Written by Debbie Smit Sunday, 20 December 2009 00:00
Munch was not given to quaint renderings of landscapes, or the people that inhabit them. He once said that he would no longer "paint interiors with men reading and women knitting” but “living people who breathe and feel and suffer and love."
It is a small triumph for science when it figures out the facts behind a piece of art; in the case of Munch's Scream, three Texas State University scholars who worked out that the colour of the sky in the painting was a result of fallout from the eruption of Mount Krakatoa which culminated in August of 1883 with the destruction of the Krakatoa islands and the deaths of an estimated 120 000 people.
What science cannot explain is why we are drawn to a work of art or how an artist succeeds in imbuing paint and canvas with so much emotion that we find it impossible to look away.

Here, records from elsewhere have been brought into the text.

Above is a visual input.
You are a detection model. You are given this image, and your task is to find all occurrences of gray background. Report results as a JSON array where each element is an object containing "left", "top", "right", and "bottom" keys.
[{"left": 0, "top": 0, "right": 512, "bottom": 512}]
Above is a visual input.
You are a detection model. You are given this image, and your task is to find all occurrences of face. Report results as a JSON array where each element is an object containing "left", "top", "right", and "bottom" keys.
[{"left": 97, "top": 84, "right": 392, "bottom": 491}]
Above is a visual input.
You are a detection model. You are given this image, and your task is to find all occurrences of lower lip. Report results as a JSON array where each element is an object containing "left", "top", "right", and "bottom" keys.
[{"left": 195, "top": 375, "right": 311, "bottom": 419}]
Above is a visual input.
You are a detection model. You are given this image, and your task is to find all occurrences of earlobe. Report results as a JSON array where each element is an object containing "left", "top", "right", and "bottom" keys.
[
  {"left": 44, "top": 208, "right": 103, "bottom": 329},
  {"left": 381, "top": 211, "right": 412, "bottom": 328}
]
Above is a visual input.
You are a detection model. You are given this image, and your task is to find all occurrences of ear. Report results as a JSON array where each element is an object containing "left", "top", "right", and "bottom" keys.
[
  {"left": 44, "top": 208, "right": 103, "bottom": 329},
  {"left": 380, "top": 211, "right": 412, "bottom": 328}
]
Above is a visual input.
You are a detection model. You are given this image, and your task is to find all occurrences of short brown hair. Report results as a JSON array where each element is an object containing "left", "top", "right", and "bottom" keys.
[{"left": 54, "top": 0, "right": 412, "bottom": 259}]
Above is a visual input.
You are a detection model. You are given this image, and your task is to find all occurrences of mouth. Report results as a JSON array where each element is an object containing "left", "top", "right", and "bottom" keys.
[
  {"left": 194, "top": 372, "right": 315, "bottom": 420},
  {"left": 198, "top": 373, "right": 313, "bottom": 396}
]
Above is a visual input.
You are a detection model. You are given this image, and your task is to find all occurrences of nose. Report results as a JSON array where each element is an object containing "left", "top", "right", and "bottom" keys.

Yes, Munch did paint a red sky, but is it possible that earth's paroxysms as Krakatoa exploded became his own, while strolling at sunset through the streets of Oslo?
In her book Edvard Munch: Behind the Scream, Sue Prideaux quotes Munch as saying of the painting: "... for several years I was almost mad ...You know my picture, The Scream? I was stretched to the limit – nature was screaming in my blood ... After that I gave up hope ever of being able to love again."